I find my attempts to hum along with music when it gets lower than my vocal range (I'm very much a tenor) funny.

That essay was long and hardly worth it.

So I'm starting to try in skoo. It's working out... sort of well, I guess. I haven't nto had this much free time since just about ever.

My history teacher is a bitch. It's a male, so I can say that. But he's whiny and simply NEEDS things his way and he's rude to everyone and he thinks he's funny and he's the kind of person that doesn't take anything, whether it's job / family / the world / politics / religion seriously, and I really just cannot see that kind of personality as anything other than a defense mechanism, because there's the eternal 'well I mean I don't really care' counter to any insult and it makes for boring people, in my opinion.

I'm totally ready to run away from home when report cars come. Conferences too. Whyyyy do I hafta not care about school?

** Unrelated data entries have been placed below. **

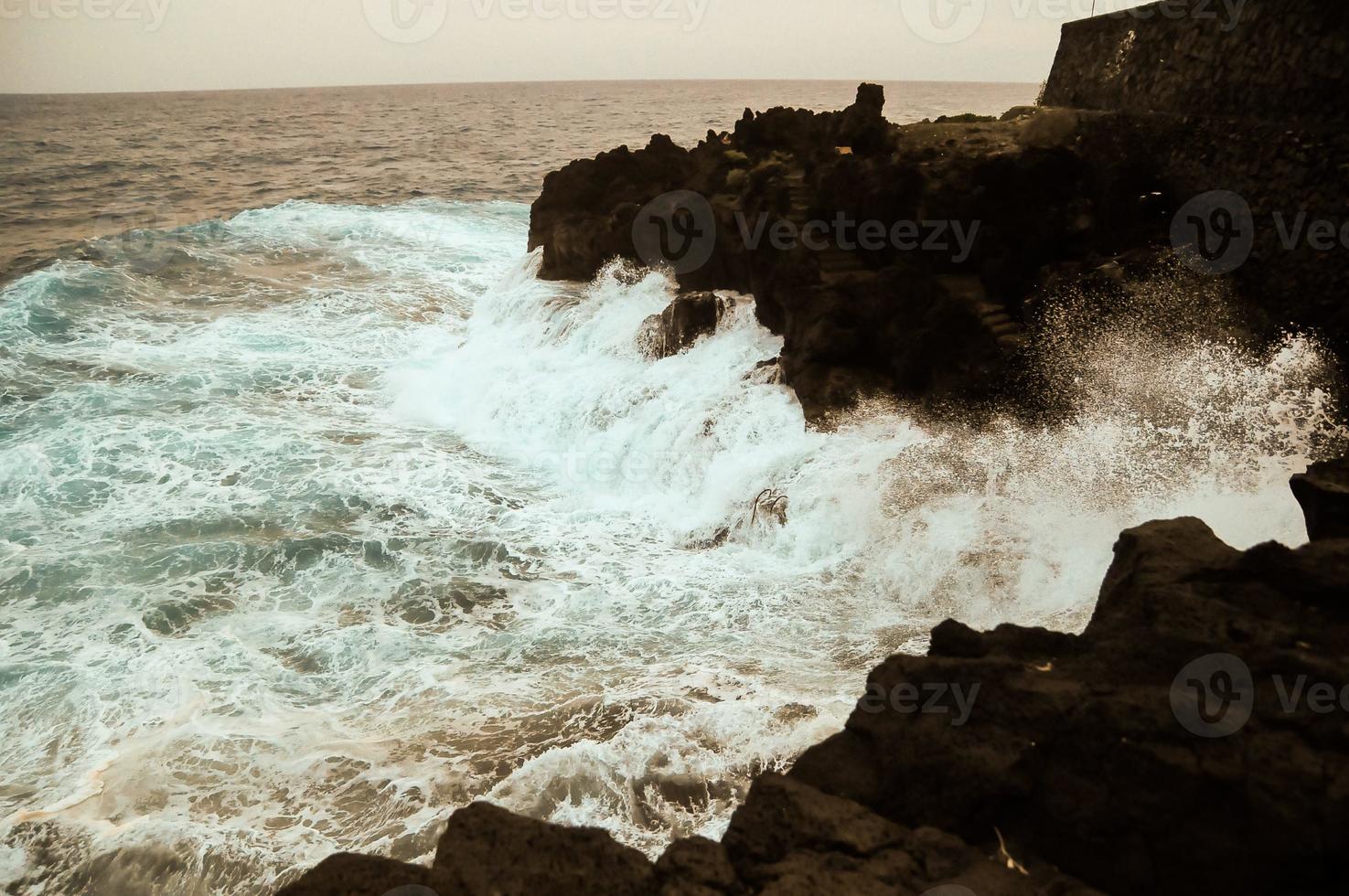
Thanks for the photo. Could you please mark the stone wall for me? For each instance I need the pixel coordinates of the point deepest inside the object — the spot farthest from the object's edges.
(1274, 59)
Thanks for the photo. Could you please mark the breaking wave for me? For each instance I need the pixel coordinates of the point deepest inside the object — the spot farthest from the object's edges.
(324, 519)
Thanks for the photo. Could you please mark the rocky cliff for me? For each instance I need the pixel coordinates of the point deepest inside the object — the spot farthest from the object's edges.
(909, 260)
(1193, 740)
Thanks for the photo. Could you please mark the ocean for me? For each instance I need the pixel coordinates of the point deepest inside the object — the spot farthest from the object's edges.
(321, 516)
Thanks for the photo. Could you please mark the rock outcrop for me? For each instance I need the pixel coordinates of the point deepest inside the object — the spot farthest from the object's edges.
(1193, 740)
(1323, 494)
(889, 258)
(683, 323)
(908, 260)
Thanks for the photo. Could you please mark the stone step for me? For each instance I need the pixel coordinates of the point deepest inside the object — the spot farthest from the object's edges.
(837, 261)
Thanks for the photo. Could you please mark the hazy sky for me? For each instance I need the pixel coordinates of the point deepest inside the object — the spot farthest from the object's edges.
(181, 45)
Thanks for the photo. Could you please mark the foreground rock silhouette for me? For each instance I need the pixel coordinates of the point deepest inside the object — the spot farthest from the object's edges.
(1085, 764)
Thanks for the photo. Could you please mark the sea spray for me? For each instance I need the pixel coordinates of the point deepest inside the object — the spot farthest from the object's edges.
(347, 518)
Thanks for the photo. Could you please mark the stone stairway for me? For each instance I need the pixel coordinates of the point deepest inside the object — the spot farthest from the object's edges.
(994, 316)
(835, 265)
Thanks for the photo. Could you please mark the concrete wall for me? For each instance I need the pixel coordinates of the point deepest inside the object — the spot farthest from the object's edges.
(1271, 59)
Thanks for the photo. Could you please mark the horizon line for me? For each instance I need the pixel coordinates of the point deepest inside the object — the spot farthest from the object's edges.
(436, 84)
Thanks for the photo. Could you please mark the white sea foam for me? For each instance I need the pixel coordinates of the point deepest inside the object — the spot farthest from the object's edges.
(348, 519)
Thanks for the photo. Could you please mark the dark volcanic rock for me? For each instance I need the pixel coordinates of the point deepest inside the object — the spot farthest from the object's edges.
(888, 258)
(1193, 740)
(1323, 494)
(1082, 751)
(683, 323)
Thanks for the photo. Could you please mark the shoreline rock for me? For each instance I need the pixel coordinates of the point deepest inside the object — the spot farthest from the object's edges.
(1082, 764)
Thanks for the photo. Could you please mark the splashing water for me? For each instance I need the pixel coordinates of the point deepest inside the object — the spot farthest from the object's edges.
(332, 518)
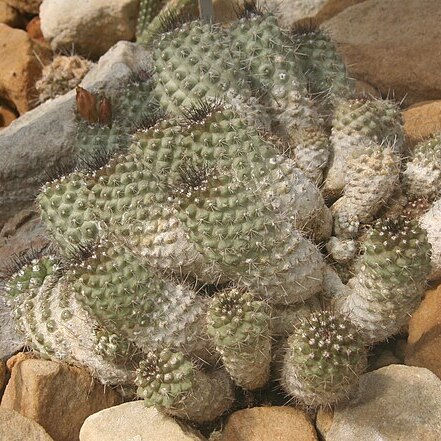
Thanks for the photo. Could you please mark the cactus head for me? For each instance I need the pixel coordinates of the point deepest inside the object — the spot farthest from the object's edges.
(324, 358)
(163, 379)
(239, 327)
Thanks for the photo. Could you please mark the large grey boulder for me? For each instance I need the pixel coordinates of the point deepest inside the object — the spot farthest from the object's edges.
(42, 140)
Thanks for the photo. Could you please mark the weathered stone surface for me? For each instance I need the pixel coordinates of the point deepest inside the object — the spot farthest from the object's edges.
(42, 139)
(431, 222)
(10, 16)
(225, 10)
(424, 341)
(16, 427)
(289, 12)
(393, 403)
(422, 120)
(57, 396)
(90, 27)
(394, 45)
(134, 422)
(6, 116)
(28, 6)
(269, 424)
(20, 67)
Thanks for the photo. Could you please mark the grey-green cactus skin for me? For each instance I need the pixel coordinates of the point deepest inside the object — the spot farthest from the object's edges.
(324, 358)
(240, 328)
(390, 283)
(173, 383)
(203, 196)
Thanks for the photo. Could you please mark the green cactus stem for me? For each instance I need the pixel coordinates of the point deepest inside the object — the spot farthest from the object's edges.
(390, 281)
(324, 358)
(172, 383)
(239, 327)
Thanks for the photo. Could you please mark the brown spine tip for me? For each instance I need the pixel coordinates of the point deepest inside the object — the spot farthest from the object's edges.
(105, 111)
(86, 105)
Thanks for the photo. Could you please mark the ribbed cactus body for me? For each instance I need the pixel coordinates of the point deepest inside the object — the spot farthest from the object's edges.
(195, 63)
(65, 209)
(311, 150)
(128, 298)
(324, 358)
(356, 126)
(172, 383)
(328, 80)
(422, 176)
(268, 55)
(240, 328)
(371, 178)
(232, 226)
(391, 280)
(55, 324)
(129, 107)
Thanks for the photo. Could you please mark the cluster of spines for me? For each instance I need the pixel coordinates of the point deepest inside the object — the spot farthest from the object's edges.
(324, 358)
(239, 327)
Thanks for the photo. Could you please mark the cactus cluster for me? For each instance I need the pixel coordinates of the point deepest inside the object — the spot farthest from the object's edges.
(194, 248)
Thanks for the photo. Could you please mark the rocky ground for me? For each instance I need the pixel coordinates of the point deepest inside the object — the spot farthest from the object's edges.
(391, 48)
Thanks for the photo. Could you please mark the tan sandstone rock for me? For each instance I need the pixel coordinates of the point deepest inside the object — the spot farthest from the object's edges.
(424, 341)
(28, 6)
(135, 422)
(269, 424)
(6, 116)
(57, 396)
(422, 120)
(16, 427)
(394, 45)
(20, 67)
(394, 403)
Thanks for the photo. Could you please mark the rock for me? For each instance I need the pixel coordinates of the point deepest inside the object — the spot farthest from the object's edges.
(6, 116)
(384, 358)
(27, 6)
(134, 422)
(269, 424)
(10, 16)
(421, 121)
(15, 427)
(431, 222)
(393, 403)
(20, 67)
(90, 27)
(424, 341)
(2, 375)
(57, 396)
(225, 10)
(394, 45)
(42, 140)
(18, 358)
(289, 12)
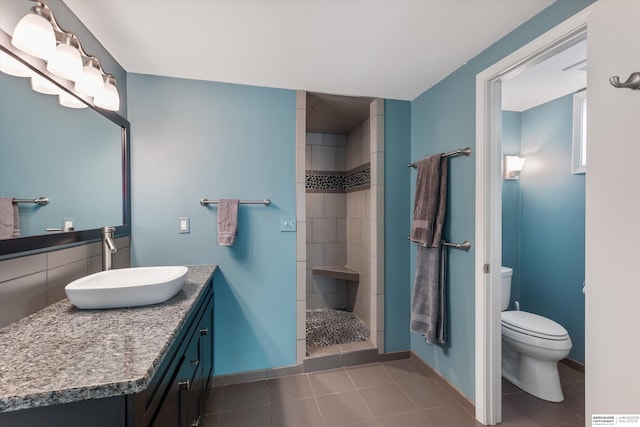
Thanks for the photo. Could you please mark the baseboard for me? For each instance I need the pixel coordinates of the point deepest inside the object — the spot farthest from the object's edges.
(573, 364)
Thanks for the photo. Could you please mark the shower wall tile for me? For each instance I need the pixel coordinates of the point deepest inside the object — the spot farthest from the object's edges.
(333, 139)
(335, 254)
(315, 205)
(335, 205)
(323, 158)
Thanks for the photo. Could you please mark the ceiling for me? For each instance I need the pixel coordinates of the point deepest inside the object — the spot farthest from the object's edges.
(393, 49)
(559, 75)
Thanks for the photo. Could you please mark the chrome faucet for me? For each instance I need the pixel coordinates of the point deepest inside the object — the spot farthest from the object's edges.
(108, 247)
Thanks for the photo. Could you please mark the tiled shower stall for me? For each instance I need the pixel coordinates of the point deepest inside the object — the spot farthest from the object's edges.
(340, 194)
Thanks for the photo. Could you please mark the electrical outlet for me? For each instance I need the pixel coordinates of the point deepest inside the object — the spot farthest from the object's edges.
(287, 223)
(183, 225)
(69, 224)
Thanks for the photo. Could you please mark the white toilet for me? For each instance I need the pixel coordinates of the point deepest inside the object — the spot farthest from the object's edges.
(532, 345)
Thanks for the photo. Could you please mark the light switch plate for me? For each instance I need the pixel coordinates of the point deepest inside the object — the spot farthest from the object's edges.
(183, 225)
(287, 223)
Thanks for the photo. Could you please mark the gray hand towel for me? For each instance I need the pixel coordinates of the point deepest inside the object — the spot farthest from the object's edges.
(9, 218)
(430, 201)
(227, 221)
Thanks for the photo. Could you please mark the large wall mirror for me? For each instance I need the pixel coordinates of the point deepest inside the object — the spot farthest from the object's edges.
(76, 158)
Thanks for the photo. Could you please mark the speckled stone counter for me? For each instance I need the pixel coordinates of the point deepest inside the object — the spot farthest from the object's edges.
(62, 354)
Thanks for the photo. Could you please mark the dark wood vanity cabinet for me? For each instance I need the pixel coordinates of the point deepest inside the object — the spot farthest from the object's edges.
(186, 394)
(181, 391)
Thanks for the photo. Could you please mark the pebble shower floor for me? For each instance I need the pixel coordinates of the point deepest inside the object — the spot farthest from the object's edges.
(329, 327)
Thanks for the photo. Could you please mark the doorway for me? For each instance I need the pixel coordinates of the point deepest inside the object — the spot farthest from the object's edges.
(489, 256)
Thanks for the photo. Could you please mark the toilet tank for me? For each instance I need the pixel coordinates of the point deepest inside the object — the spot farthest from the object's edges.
(506, 274)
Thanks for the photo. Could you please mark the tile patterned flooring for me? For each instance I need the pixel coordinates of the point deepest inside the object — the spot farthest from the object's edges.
(398, 393)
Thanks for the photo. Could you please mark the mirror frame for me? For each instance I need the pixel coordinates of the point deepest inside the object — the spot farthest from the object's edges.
(21, 246)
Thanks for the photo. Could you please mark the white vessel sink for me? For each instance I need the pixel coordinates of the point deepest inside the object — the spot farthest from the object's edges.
(126, 287)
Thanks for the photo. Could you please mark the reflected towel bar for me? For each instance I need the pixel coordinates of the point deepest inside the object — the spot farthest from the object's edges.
(42, 201)
(266, 202)
(465, 246)
(459, 152)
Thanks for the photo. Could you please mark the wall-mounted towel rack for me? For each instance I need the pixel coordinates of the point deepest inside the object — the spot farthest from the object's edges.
(266, 202)
(465, 246)
(42, 201)
(459, 152)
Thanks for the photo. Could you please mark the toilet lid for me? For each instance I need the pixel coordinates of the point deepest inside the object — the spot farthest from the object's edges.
(532, 324)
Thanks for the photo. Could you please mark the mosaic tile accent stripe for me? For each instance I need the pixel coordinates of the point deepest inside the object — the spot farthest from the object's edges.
(338, 182)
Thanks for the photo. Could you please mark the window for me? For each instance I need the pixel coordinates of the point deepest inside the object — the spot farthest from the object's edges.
(579, 158)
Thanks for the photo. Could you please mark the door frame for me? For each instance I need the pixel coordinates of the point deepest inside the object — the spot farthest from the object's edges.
(488, 206)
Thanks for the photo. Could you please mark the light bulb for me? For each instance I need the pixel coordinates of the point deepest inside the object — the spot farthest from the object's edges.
(43, 85)
(109, 99)
(90, 82)
(34, 35)
(68, 100)
(66, 62)
(10, 65)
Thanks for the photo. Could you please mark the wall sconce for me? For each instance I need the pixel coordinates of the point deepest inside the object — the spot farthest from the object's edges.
(38, 34)
(513, 166)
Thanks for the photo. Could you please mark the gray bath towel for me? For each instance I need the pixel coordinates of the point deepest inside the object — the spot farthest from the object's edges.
(428, 316)
(9, 218)
(428, 307)
(227, 221)
(430, 201)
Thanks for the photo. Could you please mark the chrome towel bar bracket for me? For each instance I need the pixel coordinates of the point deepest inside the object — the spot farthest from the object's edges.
(266, 202)
(633, 82)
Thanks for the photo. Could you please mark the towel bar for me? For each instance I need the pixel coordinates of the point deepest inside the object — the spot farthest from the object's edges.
(460, 151)
(42, 201)
(465, 246)
(266, 202)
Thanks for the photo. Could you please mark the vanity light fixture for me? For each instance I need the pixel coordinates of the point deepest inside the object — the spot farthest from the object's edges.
(66, 62)
(70, 101)
(42, 85)
(513, 165)
(108, 98)
(38, 34)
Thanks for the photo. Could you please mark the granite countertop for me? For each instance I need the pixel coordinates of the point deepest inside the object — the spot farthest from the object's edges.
(63, 354)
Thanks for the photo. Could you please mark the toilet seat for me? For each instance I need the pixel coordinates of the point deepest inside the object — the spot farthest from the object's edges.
(533, 325)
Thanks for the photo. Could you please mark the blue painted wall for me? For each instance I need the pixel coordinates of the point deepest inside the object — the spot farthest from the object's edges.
(194, 139)
(511, 146)
(553, 221)
(397, 140)
(442, 119)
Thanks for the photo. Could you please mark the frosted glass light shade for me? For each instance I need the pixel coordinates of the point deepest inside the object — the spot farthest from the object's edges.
(70, 101)
(42, 85)
(66, 62)
(109, 99)
(34, 35)
(90, 82)
(10, 65)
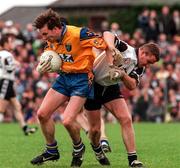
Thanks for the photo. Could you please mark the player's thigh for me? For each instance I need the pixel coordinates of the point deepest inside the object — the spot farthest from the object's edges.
(94, 117)
(73, 108)
(118, 107)
(51, 102)
(16, 104)
(3, 105)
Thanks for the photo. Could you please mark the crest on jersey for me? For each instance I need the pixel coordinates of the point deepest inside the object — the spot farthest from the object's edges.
(126, 61)
(68, 47)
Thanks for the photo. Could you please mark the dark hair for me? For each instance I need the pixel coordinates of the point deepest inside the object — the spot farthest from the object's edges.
(153, 48)
(49, 17)
(4, 39)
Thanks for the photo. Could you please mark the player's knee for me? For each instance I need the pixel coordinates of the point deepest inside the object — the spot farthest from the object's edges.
(67, 122)
(95, 130)
(125, 120)
(42, 116)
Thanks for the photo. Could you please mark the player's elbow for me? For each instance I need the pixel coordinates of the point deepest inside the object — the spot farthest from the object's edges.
(131, 85)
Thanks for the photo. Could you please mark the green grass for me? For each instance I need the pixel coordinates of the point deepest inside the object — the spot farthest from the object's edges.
(158, 146)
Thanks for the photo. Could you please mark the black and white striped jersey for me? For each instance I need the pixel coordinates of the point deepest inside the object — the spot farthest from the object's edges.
(7, 65)
(130, 62)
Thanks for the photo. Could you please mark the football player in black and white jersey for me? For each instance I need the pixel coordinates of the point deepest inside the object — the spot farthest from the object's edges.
(127, 68)
(7, 78)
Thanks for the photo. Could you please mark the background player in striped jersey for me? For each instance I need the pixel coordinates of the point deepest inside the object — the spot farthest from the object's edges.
(126, 67)
(7, 80)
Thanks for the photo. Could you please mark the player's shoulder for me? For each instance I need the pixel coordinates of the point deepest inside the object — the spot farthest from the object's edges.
(5, 53)
(73, 30)
(86, 33)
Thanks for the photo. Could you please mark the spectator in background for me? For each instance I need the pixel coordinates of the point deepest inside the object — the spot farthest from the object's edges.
(115, 28)
(165, 20)
(151, 31)
(7, 78)
(143, 20)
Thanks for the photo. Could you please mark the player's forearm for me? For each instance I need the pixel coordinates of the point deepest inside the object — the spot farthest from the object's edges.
(109, 39)
(129, 82)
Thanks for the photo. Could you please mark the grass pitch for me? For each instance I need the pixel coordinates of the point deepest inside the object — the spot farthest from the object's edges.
(158, 146)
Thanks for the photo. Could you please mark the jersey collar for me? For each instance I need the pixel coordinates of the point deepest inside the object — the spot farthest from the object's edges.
(64, 29)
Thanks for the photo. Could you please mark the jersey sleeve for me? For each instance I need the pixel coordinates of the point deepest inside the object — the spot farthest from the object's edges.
(90, 39)
(120, 45)
(9, 64)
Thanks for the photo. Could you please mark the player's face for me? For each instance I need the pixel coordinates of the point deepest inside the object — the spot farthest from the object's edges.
(11, 43)
(50, 35)
(146, 58)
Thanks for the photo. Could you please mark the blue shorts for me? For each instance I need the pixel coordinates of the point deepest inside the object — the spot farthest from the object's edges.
(74, 84)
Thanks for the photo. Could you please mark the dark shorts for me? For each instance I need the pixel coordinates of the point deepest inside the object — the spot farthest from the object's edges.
(102, 95)
(74, 84)
(6, 89)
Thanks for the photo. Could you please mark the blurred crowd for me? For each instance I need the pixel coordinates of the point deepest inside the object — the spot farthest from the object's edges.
(156, 99)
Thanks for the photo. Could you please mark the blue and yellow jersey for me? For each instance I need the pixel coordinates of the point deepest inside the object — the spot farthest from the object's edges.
(75, 49)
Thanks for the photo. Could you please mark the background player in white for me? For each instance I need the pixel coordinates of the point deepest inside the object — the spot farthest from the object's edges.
(7, 79)
(127, 67)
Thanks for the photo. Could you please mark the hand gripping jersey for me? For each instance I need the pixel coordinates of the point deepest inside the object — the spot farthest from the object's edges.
(101, 66)
(75, 49)
(7, 65)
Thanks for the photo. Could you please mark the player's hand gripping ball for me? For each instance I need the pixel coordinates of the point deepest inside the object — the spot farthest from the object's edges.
(50, 62)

Sometimes I'm worried I'm using projection to tell myself I have fewer negative traits than I actually do.

I can trick myself so easily. I once thought 'Hmm. Wouldn't it be crazy if my twin brother didn't actually exist and I was schizoprhenic?'. I was worried about it for an entire hour.

How about we do that meme (did anyone know that was pronounced 'meem', by the way?) where you comment anonymously and tell me stuff about me? And I don't know any of that IP shit and include at least one (1) negative detail.

I remember thinking this one guy was way too obsessed with bettering himself and then I realized that it's not such a bad thing to be interested in and damn, just when I thought I wasn't a hypocrite about something.

I think my problem is that I try to figure people out and when I can't find any major, glaring flaws, I create them to make things balanced, and I tell myself "he's egotistical" or "she's judgemental" and such and it's terrible and I don't want to do it anymore. Not that anyone knew that, but don't put that in your comment, okay?

Wasn't this a fascinating revival of my lj.